Изменить размер шрифта - +

– Учителя обокрали! – вопила она. – Школьного директора среди бела дня ограбили! Все, что было в доме, унесли! Учителя ограбили и убили! Иконы увели! Саму директоршу по голове вдарили – еще не известно, жива ли… Директоршу убили! Народ, ратуйте! Директора с директоршей убили, все из дому снесли, тока две иконы оставили… Народ, люди добрые, директорский дом сожгли и бомбу под остатний сарай подложили!

За Сузгинихой, естественно, бежала толпа мальчишек и девчонок, поспешали два шустрых старика и даже одна старуха, за ней – Анискин насторожился – споро двигался на длинных ногах «шабашник» Юрий Буровских, а за ним – вот чудо! – бежала жена директора школы Маргарита Андреевна, живая и здоровая.

– Маргарита! – крикнул, распахнув окошко, Яков Власович. – Боже ты мой… ты… Боже мой!

– Яша! Яшенька! – бросилась к окну жена директора. – Все иконы украли! Я только отлучилась минут на сорок, а… Все иконы – мужайся, Яшенька, – украли!

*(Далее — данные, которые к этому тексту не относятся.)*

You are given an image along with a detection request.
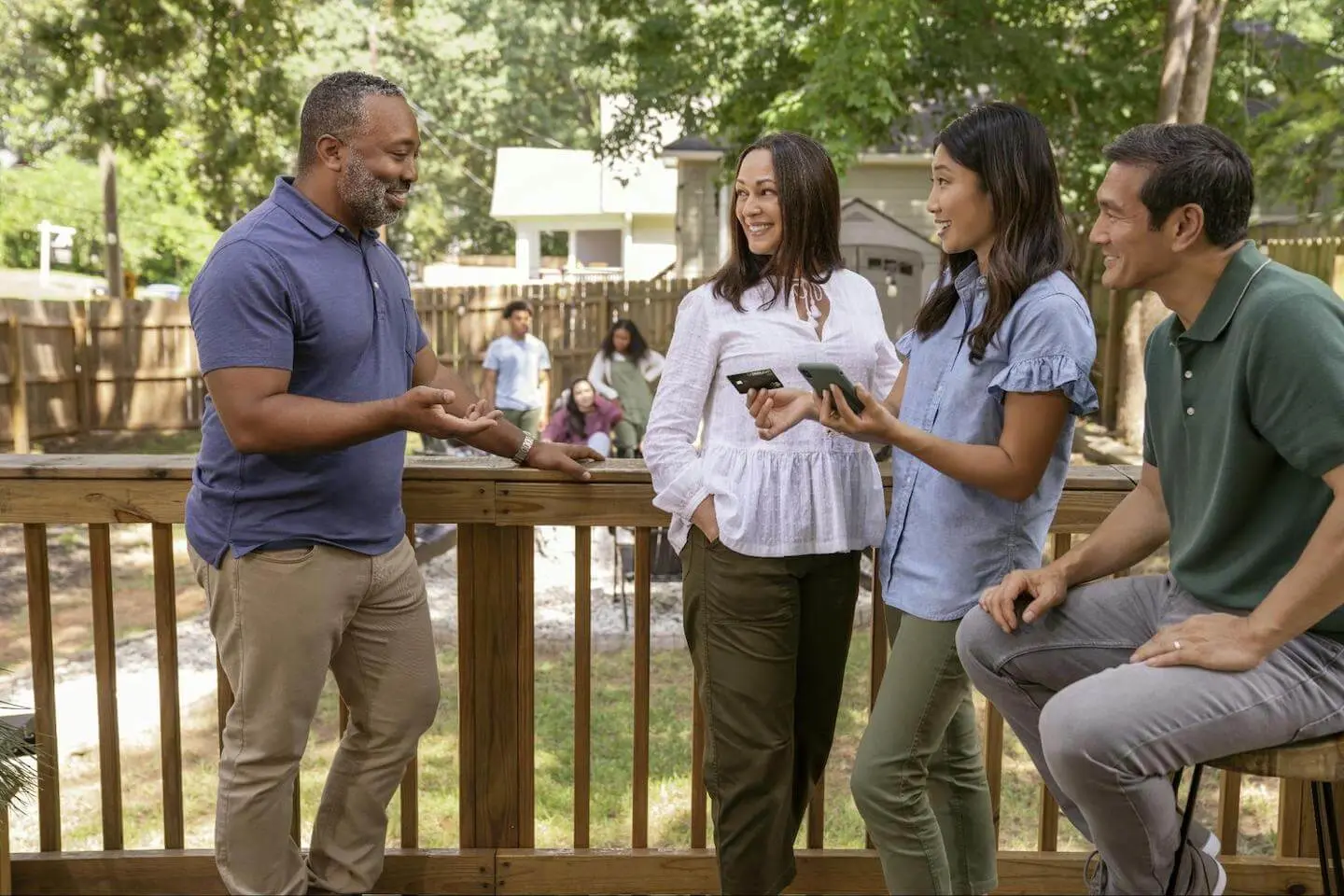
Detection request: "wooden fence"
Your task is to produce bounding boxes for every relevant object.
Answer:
[0,455,1320,895]
[0,230,1344,453]
[0,281,691,453]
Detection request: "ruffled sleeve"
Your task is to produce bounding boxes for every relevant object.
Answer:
[987,284,1098,416]
[989,355,1098,416]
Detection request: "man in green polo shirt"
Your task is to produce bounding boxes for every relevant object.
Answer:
[959,125,1344,893]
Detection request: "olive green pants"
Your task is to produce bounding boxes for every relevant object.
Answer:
[849,608,999,893]
[681,528,859,893]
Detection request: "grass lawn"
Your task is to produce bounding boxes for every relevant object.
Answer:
[13,631,1277,854]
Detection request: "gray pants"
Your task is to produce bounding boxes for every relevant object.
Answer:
[957,575,1344,893]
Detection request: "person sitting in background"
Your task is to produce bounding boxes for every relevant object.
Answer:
[589,318,663,456]
[541,376,623,456]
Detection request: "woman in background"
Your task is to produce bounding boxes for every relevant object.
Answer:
[589,318,663,456]
[541,376,621,456]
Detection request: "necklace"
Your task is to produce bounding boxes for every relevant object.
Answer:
[793,279,824,321]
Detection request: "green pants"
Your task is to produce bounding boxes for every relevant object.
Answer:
[849,608,997,893]
[500,407,541,440]
[611,420,645,456]
[681,528,859,893]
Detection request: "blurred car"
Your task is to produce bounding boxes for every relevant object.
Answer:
[135,284,183,302]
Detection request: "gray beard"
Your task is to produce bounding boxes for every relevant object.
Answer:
[336,153,402,230]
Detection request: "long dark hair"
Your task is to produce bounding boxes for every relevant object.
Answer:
[916,102,1074,361]
[602,317,650,361]
[714,131,844,312]
[565,376,596,440]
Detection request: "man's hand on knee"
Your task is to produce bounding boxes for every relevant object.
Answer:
[1129,612,1274,672]
[980,567,1069,634]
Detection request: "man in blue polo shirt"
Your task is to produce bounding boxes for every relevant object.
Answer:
[957,125,1344,893]
[187,73,598,893]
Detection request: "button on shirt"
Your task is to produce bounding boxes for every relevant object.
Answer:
[879,263,1097,621]
[187,177,427,566]
[1143,244,1344,639]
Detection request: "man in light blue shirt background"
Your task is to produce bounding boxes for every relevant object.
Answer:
[482,300,551,438]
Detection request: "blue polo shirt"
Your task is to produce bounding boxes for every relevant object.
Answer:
[187,177,427,567]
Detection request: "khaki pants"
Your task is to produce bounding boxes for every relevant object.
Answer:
[192,539,438,893]
[849,608,999,893]
[681,528,859,893]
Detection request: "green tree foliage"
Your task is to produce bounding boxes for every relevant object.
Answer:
[0,150,219,284]
[1228,0,1344,220]
[590,0,1344,217]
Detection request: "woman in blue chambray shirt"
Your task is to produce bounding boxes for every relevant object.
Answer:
[752,104,1097,893]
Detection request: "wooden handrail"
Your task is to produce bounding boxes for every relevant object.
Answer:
[0,455,1314,893]
[0,454,1139,532]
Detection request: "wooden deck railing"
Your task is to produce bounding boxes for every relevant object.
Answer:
[0,455,1320,893]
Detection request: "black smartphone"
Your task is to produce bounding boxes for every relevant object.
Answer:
[728,367,784,395]
[798,364,862,413]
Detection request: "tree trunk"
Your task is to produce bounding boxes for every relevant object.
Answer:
[1157,0,1198,125]
[1115,0,1227,447]
[92,68,125,299]
[1176,0,1227,123]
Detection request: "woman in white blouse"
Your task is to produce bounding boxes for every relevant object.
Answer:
[644,133,901,893]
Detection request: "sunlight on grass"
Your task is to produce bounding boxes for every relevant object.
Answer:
[15,630,1278,856]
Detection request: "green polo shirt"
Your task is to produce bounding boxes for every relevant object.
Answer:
[1143,244,1344,638]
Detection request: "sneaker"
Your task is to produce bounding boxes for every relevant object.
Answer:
[1180,842,1227,896]
[1084,830,1227,896]
[1189,822,1223,859]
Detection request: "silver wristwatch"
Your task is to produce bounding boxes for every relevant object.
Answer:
[513,432,537,464]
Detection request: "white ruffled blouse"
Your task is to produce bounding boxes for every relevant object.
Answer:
[644,270,901,557]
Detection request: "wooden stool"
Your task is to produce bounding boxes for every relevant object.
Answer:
[1167,734,1344,896]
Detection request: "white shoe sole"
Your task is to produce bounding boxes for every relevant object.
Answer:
[1211,859,1227,896]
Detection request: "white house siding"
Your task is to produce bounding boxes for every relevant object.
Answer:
[625,215,676,279]
[840,162,932,233]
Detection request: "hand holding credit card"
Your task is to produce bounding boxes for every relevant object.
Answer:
[728,367,784,395]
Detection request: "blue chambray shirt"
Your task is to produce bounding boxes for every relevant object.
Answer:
[879,263,1097,621]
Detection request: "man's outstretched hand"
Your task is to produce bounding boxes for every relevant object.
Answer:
[525,442,606,483]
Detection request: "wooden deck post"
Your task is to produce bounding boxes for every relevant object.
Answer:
[0,806,13,896]
[457,524,534,849]
[9,312,33,454]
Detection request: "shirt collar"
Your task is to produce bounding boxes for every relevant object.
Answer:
[952,260,986,302]
[270,176,378,239]
[1170,241,1270,343]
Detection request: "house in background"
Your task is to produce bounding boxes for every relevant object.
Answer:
[491,97,676,282]
[486,98,940,333]
[663,137,941,334]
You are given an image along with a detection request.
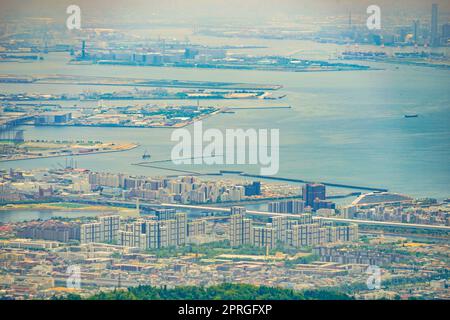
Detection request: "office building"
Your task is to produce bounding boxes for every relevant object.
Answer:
[430,3,439,47]
[230,207,253,247]
[303,183,326,208]
[252,223,276,249]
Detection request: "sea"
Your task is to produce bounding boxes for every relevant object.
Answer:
[0,37,450,205]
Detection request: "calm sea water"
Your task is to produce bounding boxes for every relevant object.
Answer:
[0,42,450,199]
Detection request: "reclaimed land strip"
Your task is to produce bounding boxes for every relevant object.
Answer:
[132,159,388,192]
[0,143,139,162]
[0,74,282,90]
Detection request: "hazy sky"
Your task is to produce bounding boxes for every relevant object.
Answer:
[0,0,450,20]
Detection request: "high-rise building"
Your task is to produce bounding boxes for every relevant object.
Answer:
[98,215,120,243]
[251,223,276,249]
[413,20,420,43]
[268,199,305,214]
[441,23,450,45]
[230,207,253,247]
[303,183,325,207]
[430,3,439,47]
[269,216,288,242]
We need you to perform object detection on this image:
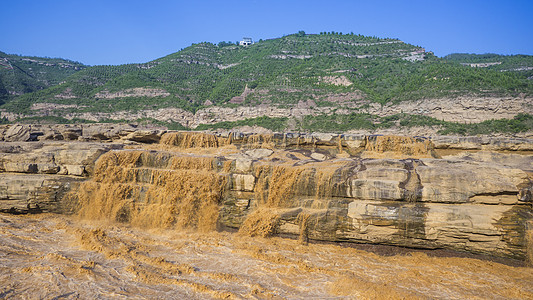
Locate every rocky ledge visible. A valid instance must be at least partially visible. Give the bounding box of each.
[0,125,533,259]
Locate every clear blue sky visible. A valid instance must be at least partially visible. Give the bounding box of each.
[0,0,533,65]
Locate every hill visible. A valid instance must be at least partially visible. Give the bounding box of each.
[443,53,533,79]
[0,52,86,104]
[1,32,533,134]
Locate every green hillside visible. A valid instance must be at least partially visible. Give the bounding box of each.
[4,33,533,112]
[0,52,86,104]
[443,53,533,79]
[0,32,533,133]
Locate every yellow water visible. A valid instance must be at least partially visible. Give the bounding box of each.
[0,133,533,299]
[0,214,533,299]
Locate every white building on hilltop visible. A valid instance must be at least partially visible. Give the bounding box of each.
[239,38,254,46]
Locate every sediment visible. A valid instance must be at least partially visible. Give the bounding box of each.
[0,125,533,259]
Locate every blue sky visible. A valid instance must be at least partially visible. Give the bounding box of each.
[0,0,533,65]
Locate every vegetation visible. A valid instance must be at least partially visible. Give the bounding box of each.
[443,53,533,79]
[0,31,533,134]
[0,52,86,104]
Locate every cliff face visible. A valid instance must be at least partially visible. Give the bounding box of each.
[0,126,533,259]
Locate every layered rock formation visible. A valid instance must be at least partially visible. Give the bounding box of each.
[0,126,533,259]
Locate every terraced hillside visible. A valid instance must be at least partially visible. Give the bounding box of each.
[0,32,533,134]
[0,52,86,104]
[443,53,533,79]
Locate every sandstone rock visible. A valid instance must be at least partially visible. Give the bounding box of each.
[232,174,255,192]
[124,130,165,144]
[0,173,80,213]
[245,148,274,159]
[311,152,328,161]
[235,157,253,173]
[416,159,531,203]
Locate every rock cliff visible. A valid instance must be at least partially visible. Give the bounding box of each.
[0,125,533,259]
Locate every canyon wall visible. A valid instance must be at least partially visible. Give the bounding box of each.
[0,125,533,259]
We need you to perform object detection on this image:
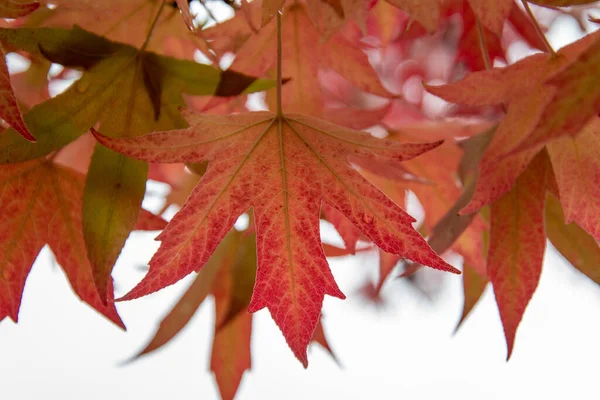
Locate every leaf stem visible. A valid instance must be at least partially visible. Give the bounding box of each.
[277,10,283,118]
[521,0,556,56]
[140,0,166,51]
[475,18,492,69]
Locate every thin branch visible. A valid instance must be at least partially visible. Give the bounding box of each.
[277,10,283,118]
[475,18,492,69]
[521,0,556,56]
[140,0,166,51]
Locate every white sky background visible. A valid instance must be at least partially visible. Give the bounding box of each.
[0,3,600,400]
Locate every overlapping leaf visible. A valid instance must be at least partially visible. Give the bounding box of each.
[487,152,550,357]
[98,112,456,365]
[428,34,599,216]
[0,27,270,297]
[0,160,164,327]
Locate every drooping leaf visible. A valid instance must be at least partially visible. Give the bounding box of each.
[454,263,488,332]
[469,0,514,36]
[528,0,596,7]
[387,0,440,32]
[0,26,273,164]
[487,152,549,358]
[0,27,270,298]
[0,160,164,328]
[97,112,456,365]
[0,45,35,142]
[546,196,600,284]
[547,117,600,240]
[427,30,600,213]
[216,3,394,118]
[134,231,239,358]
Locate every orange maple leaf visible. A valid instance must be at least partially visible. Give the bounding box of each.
[0,160,165,328]
[96,112,458,366]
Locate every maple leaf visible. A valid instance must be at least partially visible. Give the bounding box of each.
[426,30,599,213]
[546,196,600,284]
[136,230,335,399]
[469,0,514,36]
[207,3,394,118]
[0,0,40,142]
[33,0,206,59]
[454,262,488,332]
[387,0,440,32]
[0,160,165,328]
[487,152,550,358]
[0,0,40,18]
[528,0,596,7]
[547,117,600,240]
[0,27,264,297]
[0,45,35,142]
[96,112,457,366]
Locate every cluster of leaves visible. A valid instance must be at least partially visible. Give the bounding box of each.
[0,0,600,398]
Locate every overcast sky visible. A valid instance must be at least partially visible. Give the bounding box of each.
[0,3,600,400]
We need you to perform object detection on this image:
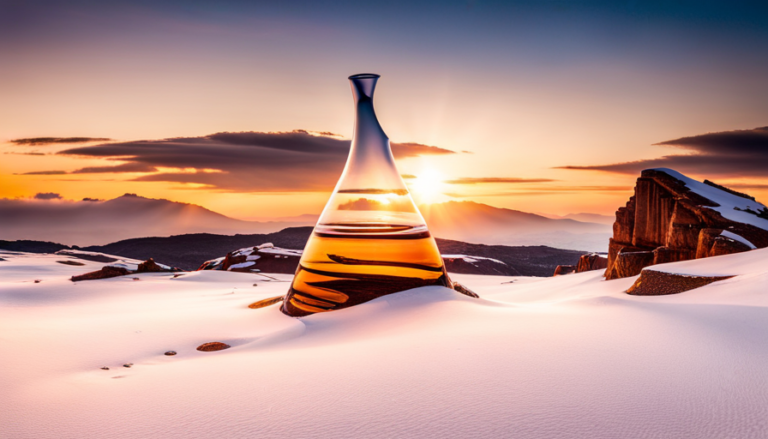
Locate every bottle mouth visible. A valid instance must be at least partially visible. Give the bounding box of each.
[349,73,381,79]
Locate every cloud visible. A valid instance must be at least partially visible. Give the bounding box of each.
[10,137,112,146]
[336,198,414,212]
[57,130,455,192]
[446,177,555,184]
[35,192,61,200]
[14,171,67,175]
[444,186,633,198]
[556,127,768,178]
[70,163,157,174]
[391,142,456,159]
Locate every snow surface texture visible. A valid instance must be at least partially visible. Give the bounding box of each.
[440,255,507,265]
[0,249,768,439]
[653,168,768,230]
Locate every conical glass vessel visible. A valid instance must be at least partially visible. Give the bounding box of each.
[281,73,452,317]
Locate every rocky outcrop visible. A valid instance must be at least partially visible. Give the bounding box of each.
[70,265,130,282]
[627,270,733,296]
[605,169,768,279]
[554,265,576,276]
[554,253,608,276]
[576,253,608,273]
[70,258,182,282]
[198,242,302,274]
[198,242,520,276]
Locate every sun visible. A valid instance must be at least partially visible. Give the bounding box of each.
[411,169,445,204]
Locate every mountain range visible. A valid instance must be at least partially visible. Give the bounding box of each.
[0,194,611,251]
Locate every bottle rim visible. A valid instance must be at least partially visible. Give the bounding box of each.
[348,73,381,79]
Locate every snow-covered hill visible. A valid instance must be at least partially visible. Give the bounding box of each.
[0,249,768,439]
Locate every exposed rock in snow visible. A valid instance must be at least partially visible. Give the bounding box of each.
[71,258,181,282]
[627,269,733,296]
[197,341,231,352]
[198,243,519,276]
[198,242,302,274]
[554,253,608,276]
[605,168,768,279]
[553,265,576,276]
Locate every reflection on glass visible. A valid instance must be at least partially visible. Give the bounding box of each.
[282,74,451,317]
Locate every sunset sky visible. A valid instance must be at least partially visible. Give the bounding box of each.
[0,0,768,219]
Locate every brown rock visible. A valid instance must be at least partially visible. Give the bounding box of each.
[56,261,85,266]
[453,282,480,299]
[707,236,751,256]
[197,341,231,352]
[627,270,733,296]
[136,258,168,273]
[605,169,768,279]
[606,248,654,279]
[653,247,696,265]
[696,229,723,259]
[70,265,130,282]
[248,296,285,309]
[576,253,608,273]
[553,265,576,276]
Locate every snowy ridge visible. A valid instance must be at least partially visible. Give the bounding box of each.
[440,255,507,265]
[0,249,768,439]
[651,168,768,230]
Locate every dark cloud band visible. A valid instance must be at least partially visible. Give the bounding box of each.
[556,127,768,178]
[44,130,455,192]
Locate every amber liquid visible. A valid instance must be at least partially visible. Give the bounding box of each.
[282,224,450,317]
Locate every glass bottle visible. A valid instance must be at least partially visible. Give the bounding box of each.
[281,73,452,317]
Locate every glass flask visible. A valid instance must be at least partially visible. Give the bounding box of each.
[281,73,452,317]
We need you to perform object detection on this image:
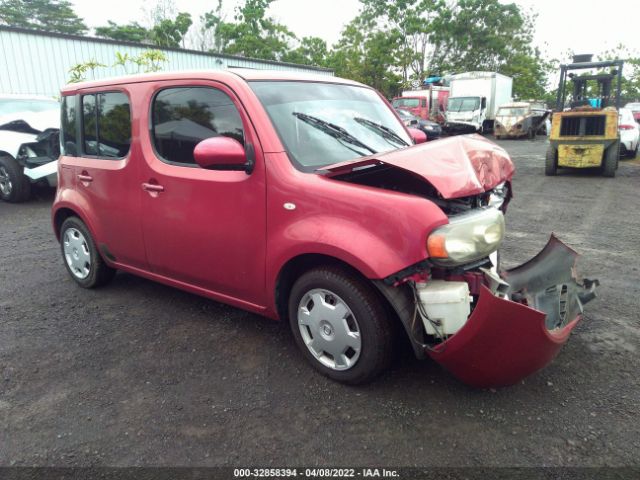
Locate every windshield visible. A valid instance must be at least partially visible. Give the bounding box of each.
[447,97,480,112]
[392,98,420,108]
[498,107,529,117]
[0,98,60,116]
[250,81,412,171]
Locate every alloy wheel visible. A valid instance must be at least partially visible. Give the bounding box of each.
[62,228,91,280]
[298,288,362,371]
[0,165,13,197]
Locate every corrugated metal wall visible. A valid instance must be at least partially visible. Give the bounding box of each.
[0,26,333,96]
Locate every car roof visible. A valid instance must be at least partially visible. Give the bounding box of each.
[0,93,58,102]
[61,68,368,94]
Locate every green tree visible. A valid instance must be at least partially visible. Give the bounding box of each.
[95,20,150,43]
[150,12,193,48]
[0,0,87,35]
[282,37,329,67]
[327,15,402,97]
[216,0,296,60]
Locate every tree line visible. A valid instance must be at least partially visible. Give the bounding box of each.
[0,0,640,100]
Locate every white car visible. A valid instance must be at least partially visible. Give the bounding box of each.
[0,95,60,202]
[618,108,640,158]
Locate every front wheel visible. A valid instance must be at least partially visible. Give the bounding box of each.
[289,267,393,384]
[60,217,116,288]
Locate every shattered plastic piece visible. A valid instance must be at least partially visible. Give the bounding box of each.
[427,236,597,388]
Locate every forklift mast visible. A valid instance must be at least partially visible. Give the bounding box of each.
[556,55,624,112]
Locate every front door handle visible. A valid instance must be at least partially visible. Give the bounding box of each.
[78,173,93,183]
[142,182,164,197]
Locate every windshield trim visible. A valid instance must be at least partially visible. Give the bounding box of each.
[247,78,411,174]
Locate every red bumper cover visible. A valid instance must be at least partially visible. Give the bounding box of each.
[427,236,597,388]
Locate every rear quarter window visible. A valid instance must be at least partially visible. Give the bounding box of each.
[60,97,78,157]
[151,87,244,166]
[82,92,131,159]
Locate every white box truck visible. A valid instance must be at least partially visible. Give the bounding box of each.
[445,72,513,133]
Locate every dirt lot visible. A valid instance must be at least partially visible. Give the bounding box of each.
[0,139,640,466]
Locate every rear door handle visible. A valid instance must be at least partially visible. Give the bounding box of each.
[142,182,164,193]
[78,173,93,183]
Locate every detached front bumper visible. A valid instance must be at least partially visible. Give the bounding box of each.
[426,236,598,388]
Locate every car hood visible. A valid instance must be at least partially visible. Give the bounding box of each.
[322,134,515,199]
[0,110,60,133]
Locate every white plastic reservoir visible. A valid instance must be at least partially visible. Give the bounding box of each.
[416,280,471,336]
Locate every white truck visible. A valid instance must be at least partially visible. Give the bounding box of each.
[445,72,513,133]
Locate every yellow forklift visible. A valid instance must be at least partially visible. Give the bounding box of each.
[545,55,623,177]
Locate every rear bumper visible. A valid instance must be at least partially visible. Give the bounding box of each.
[426,236,598,388]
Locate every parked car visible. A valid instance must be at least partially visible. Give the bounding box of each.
[618,108,640,158]
[52,70,595,386]
[493,102,551,140]
[624,102,640,123]
[0,95,60,202]
[396,108,442,140]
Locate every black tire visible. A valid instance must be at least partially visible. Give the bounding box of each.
[602,143,620,178]
[289,266,394,385]
[60,217,116,288]
[0,156,31,203]
[544,147,558,177]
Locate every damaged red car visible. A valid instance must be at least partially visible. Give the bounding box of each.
[52,70,597,387]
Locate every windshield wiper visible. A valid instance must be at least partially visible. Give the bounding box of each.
[353,117,409,147]
[291,112,378,154]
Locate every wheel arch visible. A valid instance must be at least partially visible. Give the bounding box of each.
[274,253,416,357]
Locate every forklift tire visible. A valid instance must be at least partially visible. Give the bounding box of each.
[0,156,31,203]
[544,147,558,177]
[602,143,620,177]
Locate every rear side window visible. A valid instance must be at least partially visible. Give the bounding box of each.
[60,97,78,157]
[82,92,131,159]
[151,87,244,166]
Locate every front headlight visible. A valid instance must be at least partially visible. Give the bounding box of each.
[427,208,504,266]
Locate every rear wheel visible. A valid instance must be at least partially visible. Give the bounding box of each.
[602,143,620,177]
[544,147,558,176]
[0,156,31,203]
[289,267,393,384]
[60,217,116,288]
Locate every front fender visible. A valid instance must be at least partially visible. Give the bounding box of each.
[51,189,101,241]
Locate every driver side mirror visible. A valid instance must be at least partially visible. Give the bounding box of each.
[193,136,253,174]
[407,127,427,145]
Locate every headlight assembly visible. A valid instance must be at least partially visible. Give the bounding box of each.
[427,208,504,266]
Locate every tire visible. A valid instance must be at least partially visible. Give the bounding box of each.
[60,217,116,288]
[0,156,31,203]
[602,143,620,178]
[544,147,558,177]
[289,266,394,385]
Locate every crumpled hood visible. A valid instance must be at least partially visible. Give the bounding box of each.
[323,134,515,199]
[0,110,60,132]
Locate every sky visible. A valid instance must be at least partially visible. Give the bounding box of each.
[72,0,640,61]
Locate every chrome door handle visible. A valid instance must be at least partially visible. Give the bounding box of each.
[78,173,93,183]
[142,182,164,193]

Улица наполнялась людьми, появлялись на ней даже те, кто работал, а уж домохозяйки дружным обществом выскочили на крылечки своих домов.

Анискин высунулся в окно.

– Так! – сказал он. – Интересное кино получается!

Деревня кипела, как котел с водой…

 

Горестные, съежившиеся, словно на морозе, стояли в опустевшей комнате Яков Власович и его жена Маргарита Андреевна. За их спинами участковый Анискин: тоже молчащий и сердитый, глядел на стенку, на которой вместо многочисленных икон светлели разнообразные – квадратные, неквадратные, даже круглые – более светлые, чем вся остальная стена, пятна от украденных икон. И только две иконы – большая и маленькая – оставались на месте.

– Почему не взяли? – зло спросил Анискин. – Чего вон маленькой пренебрегли? Красивая, и в карман сунуть можно…

– Ах! – тоненько вздохнул Яков Власович. – О чем можно говорить, если…

– Плохая, никудышная икона, – тихо сказала Маргарита Андреевна.

– Да, – подтвердил Яков Власович. – Ворует иконы выдающийся специалист, может быть, он сам художник, и хороший художник…

Анискин прошелся по комнате, ставшей гулкой. Сел на подоконник.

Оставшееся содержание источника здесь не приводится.